Вместо этого он искал убежища в компромиссе, пытаясь примирить то, что было несовместимо. В этом заключалась трагедия интеллектуальной жизни Эдвардса; теолог восторжествовал над философом, ограничив его силы низменными целями. Область эффективности, отведенная поздним теологом этому «вселяющемуся жизненному принципу», больше не была соразмерна вселенной, а сузилась до маленького мира избранных. В первоначальном состоянии человека, утверждал Эдвардс, до того как грех Адама разрушил гармонию между творением и творцом, свет, который исходил от Бога, как от солнца, свободно сиял над Его вселенной, наполняя ее отдаленнейшие части божественной полнотой; но с грехопадением гармония была разрушена, солнце было скрыто, и лишь случайные лучи пробивались сквозь разрывы, чтобы светить на тех, на кого Бог желал, чтобы они светили; все остальное в творении было предано вечной тьме. И если естественный человек, таким образом брошенный во внезапную тьму, «как свет перестает в комнате, когда убирают свечу», есть существо, чья воля бессильна для его спасения, из этого следует, что он теперь будет неизбежно влеком к злу так же, как прежде был влеком к добру. Каждый инстинкт природы, развращенной и полной греха, не имеющей желания променять тьму на свет — не имеющей глаз для божественной славы, — толкает его к слепой и всепожирающей ненависти к Богу. Он стал подобен отвратительной «гадюке, шипящей и плюющей ядом в Бога», изгою и парии вселенной. Нет возможности отступить от вывода, заключенного в аргументе; логика Эдвардса движется вперед регулярными шагами. Наказание, воздаваемое за грех, должно измеряться совершенством, отрицанием которого является грех. Бог есть существо бесконечного совершенства, и отрицание Его совершенства поэтому бесконечно греховно и заслуживает бесконечного наказания. Как совершенно справедливый судья, Бог не мог постановить иначе; из-за бесконечной гнусности своего греха естественный человек должен получить приговор вечного проклятия.

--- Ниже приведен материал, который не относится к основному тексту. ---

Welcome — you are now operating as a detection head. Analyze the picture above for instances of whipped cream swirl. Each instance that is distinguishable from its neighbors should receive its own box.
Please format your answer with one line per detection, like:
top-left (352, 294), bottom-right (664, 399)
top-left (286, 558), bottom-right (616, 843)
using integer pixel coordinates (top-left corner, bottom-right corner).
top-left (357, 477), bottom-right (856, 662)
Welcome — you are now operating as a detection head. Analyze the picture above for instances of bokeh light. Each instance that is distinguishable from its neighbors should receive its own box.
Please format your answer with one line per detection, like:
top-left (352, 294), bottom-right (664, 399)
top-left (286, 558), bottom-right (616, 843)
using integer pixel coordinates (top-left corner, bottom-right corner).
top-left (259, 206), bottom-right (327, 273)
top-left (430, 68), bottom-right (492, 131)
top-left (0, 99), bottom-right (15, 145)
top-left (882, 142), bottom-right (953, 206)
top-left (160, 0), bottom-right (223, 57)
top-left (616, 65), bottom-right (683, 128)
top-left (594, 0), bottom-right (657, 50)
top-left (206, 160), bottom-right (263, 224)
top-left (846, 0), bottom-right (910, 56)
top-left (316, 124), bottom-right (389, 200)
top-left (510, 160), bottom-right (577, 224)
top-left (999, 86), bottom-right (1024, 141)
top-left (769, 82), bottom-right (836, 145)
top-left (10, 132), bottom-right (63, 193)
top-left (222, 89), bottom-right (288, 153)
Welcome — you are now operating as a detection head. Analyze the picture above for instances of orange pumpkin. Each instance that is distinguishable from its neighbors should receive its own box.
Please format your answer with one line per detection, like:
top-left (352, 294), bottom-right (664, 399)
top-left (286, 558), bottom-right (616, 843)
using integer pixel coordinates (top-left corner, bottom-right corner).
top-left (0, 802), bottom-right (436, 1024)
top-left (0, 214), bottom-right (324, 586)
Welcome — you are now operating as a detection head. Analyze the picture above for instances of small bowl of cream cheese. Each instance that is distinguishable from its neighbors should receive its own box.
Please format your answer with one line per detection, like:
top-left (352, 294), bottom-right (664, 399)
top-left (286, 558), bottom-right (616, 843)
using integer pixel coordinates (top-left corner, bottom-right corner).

Под розгой такой логики — гротескной, мертворожденной, не приправленной никаким спасительным знанием человеческой природы — Эдвардс проповедовал ту замечательную серию обличительных проповедей, которые глубоко запали в память Новой Англии и за которые она так и не простила его. Столь же неудачные в плане омрачения славы острого мыслителя, сколь и катастрофические в плане предоставления санкции другим людям терроризировать воображение неуравновешенных личностей, мы не можем не сожалеть, что Эдвардс посвятил свою логику усердному раздуванию адского пламени. Теология Кальвина лежала тяжелым грузом на душе Новой Англии, и не было более верного способа дискредитировать ее, чем выставить на всеобщее обозрение жестокие гротески тех догм, которые претендовали на объяснение темных тайн, лежащих на горизонтах жизни. Еще долго они будут терзать воображение Новой Англии, но конец уже можно было предвидеть. Как только ужасы, лежащие в основе кальвинизма, были раскрыты для всеобщего обозрения, система была обречена. Она могла еще носить подобие жизни; она могла еще оставаться злым гением, омрачающим совесть мужчин и женщин; но ее авторитетный призыв исчез. В этой необходимой работе по освобождению духа Новой Англии ни один другой мыслитель не сыграл столь значительной и столь неосознанной роли, как Джонатан Эдвардс; и именно пресловутые обличительные проповеди — перевод обобщенных догм в яркие образы — пробудили народный ум к пониманию выводов, заключенных в предпосылках.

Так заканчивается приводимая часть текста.